Why Blasphemy Laws Are Wrong

The kingdom of God doesn’t consist in talk but in power

Written by Russell Moore | Wednesday, September 12, 2012

The old Puritan colonies of New England drove out dissenters, true enough, and Christianity was as official as could be, and those places are now as burned over and secular as it gets in the United States.  

 

News reports tell us that Pastor Youcef Nadarkhani, a Christian minister sentenced to death in Iran, has been released and acquitted of blasphemy. Advocates of human rights and religious liberty are rejoicing all over the globe. At such a time, it’s worth Christians asking: just why are blasphemy laws wrong?  

Now, obviously, as Christians we disagree with Islam and its teachings. And, obviously, we stand in solidarity with our persecuted brothers and sisters in Christ. But why would such laws against blasphemy not be appropriate in the reverse case. If a Christian majority existed in a country, with the will to enforce all the laws it could, would this country be justified in outlawing Islam or atheism or Wicca? Why not?  

Fundamentally, this is because blasphemy laws and other uses of state power to enforce religious belief or worship are themselves a repudiation of the beliefs themselves. A religion that needs state power to enforce obedience to its beliefs is a religion that has lost confidence in the power of its Deity.  

Christians should fight for the liberty of Muslims in America and around the world to be Muslims, to worship in mosques and to freely seek to persuade others that the Koran is a true revelation of God. This isn’t because we believe in Islamic claims but precisely because we don’t. If we really believe the gospel is the power of God unto salvation, we don’t need bureaucrats to herd people into cowering before it.  

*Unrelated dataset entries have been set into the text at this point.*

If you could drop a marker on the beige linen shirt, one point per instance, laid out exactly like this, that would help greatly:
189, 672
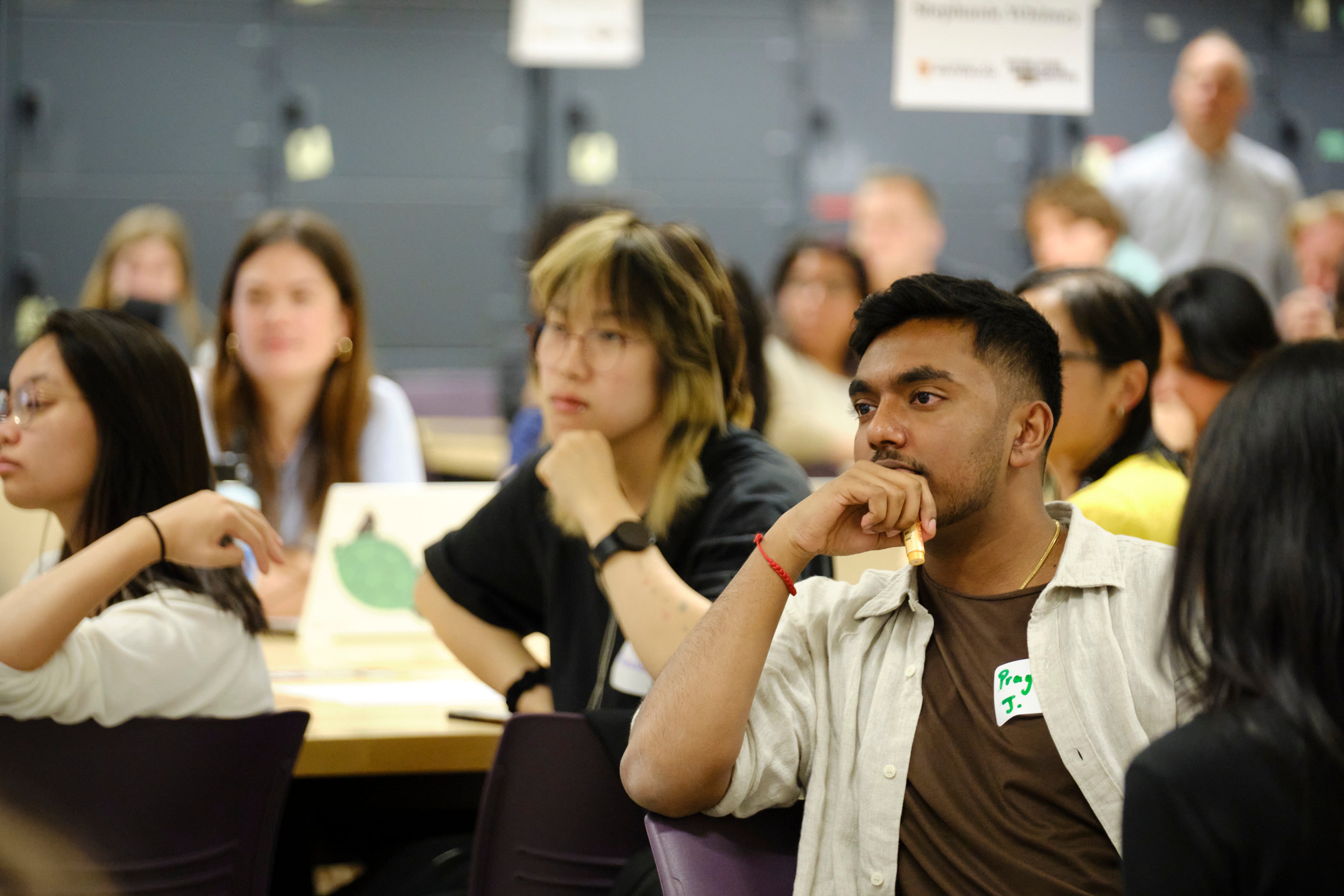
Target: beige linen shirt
835, 713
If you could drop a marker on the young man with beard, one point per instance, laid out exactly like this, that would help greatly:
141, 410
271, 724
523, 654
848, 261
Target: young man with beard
956, 727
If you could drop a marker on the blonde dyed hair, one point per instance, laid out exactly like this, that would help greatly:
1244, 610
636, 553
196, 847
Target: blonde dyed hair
667, 283
146, 222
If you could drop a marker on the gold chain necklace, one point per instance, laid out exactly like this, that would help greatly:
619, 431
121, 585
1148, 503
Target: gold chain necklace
1042, 562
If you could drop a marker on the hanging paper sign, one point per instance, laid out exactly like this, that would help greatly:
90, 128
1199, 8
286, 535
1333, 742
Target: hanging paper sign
577, 34
995, 55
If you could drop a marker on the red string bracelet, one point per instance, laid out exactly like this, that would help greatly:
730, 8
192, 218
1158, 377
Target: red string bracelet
779, 570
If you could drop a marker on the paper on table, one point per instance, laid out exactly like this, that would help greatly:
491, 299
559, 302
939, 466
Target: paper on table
432, 692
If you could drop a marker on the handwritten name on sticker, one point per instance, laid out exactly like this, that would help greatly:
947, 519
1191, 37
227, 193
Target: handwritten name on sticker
1015, 694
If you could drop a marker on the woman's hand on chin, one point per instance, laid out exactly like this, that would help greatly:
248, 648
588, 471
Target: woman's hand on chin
202, 530
580, 471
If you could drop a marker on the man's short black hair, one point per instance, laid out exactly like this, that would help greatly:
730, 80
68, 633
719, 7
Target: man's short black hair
1010, 334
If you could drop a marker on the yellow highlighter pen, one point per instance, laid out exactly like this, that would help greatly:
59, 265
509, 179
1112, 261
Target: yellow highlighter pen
915, 545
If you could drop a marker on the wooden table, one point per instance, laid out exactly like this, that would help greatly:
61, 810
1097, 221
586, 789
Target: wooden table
346, 739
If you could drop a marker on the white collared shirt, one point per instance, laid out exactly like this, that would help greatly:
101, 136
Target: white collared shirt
171, 655
839, 699
1191, 210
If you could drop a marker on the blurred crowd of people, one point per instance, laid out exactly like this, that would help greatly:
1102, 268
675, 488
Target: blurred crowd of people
666, 395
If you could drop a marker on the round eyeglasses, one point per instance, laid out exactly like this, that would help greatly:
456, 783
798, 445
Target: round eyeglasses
21, 406
600, 348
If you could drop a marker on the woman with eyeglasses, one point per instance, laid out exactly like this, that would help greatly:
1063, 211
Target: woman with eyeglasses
143, 612
1104, 456
615, 541
1248, 800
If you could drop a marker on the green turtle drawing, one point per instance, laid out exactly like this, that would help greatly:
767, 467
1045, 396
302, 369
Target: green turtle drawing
376, 571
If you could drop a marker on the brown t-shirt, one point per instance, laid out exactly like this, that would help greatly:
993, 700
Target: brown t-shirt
991, 809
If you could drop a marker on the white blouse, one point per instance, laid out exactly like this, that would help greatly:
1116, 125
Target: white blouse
389, 452
811, 417
169, 655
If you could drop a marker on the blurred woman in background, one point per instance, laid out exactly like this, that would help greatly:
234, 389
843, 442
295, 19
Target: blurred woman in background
144, 269
1249, 797
1104, 456
818, 288
295, 390
1216, 324
132, 617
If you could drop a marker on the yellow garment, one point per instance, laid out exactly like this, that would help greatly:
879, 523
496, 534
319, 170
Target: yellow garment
1142, 496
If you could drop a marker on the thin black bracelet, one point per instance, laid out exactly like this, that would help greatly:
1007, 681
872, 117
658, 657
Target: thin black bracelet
525, 684
163, 547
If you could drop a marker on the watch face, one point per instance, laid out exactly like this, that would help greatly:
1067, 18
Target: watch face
634, 537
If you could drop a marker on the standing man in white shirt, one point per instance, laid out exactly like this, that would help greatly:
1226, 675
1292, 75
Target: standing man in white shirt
1202, 194
958, 727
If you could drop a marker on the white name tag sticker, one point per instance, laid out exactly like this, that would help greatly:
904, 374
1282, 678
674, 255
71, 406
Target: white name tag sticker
1015, 694
628, 674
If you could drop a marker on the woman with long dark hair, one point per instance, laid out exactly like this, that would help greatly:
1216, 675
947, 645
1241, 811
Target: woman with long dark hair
143, 613
816, 289
1249, 797
1216, 324
1104, 456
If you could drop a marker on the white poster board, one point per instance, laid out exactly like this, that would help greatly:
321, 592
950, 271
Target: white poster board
995, 55
577, 34
370, 551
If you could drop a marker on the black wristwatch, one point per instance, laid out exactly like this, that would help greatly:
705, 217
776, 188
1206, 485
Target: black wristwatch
525, 684
627, 537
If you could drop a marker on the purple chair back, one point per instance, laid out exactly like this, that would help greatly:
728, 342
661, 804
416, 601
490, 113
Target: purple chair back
702, 856
185, 807
554, 817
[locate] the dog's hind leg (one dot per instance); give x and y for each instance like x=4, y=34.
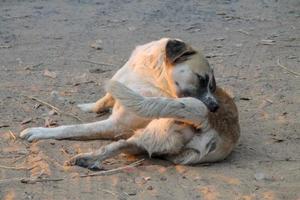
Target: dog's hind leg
x=106, y=129
x=99, y=106
x=92, y=160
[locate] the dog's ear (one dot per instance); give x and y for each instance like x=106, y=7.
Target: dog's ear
x=178, y=51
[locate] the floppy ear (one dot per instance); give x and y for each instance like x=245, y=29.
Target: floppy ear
x=178, y=51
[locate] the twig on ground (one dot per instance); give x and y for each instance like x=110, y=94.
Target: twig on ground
x=97, y=63
x=5, y=46
x=14, y=168
x=35, y=180
x=12, y=135
x=285, y=68
x=242, y=31
x=53, y=107
x=102, y=173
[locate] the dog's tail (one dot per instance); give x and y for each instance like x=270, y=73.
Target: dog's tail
x=188, y=109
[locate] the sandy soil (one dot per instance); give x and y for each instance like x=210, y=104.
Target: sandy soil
x=45, y=52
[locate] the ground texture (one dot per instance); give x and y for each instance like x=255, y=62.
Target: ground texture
x=45, y=51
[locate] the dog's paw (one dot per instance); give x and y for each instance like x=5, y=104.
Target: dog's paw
x=86, y=107
x=31, y=134
x=85, y=160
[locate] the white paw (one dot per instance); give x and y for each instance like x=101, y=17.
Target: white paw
x=32, y=134
x=86, y=107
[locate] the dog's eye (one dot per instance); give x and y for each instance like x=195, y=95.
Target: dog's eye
x=212, y=88
x=202, y=81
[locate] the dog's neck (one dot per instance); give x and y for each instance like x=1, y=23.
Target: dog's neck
x=149, y=61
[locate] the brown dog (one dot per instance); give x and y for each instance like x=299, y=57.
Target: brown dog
x=165, y=102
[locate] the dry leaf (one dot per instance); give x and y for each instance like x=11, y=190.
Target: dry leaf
x=26, y=120
x=49, y=74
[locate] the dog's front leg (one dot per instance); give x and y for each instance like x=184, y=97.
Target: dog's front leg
x=187, y=109
x=106, y=129
x=101, y=105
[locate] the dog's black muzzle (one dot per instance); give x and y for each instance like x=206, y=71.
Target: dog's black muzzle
x=210, y=102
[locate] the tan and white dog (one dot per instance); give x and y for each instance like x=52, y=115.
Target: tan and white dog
x=165, y=102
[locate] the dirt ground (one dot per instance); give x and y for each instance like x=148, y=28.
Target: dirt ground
x=45, y=51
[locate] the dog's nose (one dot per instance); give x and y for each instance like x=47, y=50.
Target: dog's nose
x=213, y=106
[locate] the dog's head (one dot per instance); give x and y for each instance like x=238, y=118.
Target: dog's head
x=190, y=74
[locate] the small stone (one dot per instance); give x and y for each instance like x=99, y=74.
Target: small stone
x=149, y=187
x=97, y=45
x=52, y=112
x=131, y=193
x=259, y=176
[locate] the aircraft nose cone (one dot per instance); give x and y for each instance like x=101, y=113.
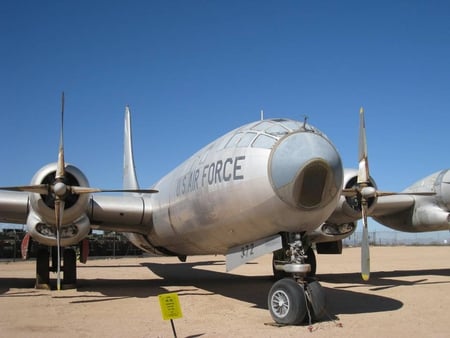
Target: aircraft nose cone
x=306, y=170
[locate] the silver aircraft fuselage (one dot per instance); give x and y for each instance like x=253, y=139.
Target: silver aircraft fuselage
x=258, y=180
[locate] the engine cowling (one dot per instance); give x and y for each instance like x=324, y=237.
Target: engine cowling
x=348, y=209
x=41, y=219
x=342, y=222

The gospel is big enough to fight for itself. And the gospel fights not with the invincible sword of Caesar but with the invisible sword of the Spirit. When we seek to freely persuade our neighbors, and not to coerce them, we are confessing that the Spirit of God is mighty enough to convict of sin, to pull down strongholds and fortresses of the mind and the conscience.   

Christians learned this the hard way. Some of us have tried to follow the way of the flesh and to enforce our gospel the Caesarian way. This doesn’t lead to the triumph of Christianity. It only covers paganism in a Christian veneer. The Church of England is more pageantry than coercive these days, but the state establishment hasn’t led to revival in the United Kingdom. The old Puritan colonies of New England drove out dissenters, true enough, and Christianity was as official as could be, and those places are now as burned over and secular as it gets in the United States.  

We don’t just object to the Islamic persecution of Christians because we don’t want to be persecuted ourselves. We ought to work with freedom-loving Muslims and with other people to see to it that no person is imprisoned or executed for religious belief or practice. That’s not because we think all religions are relative or because we think religion doesn’t really matter all that much.  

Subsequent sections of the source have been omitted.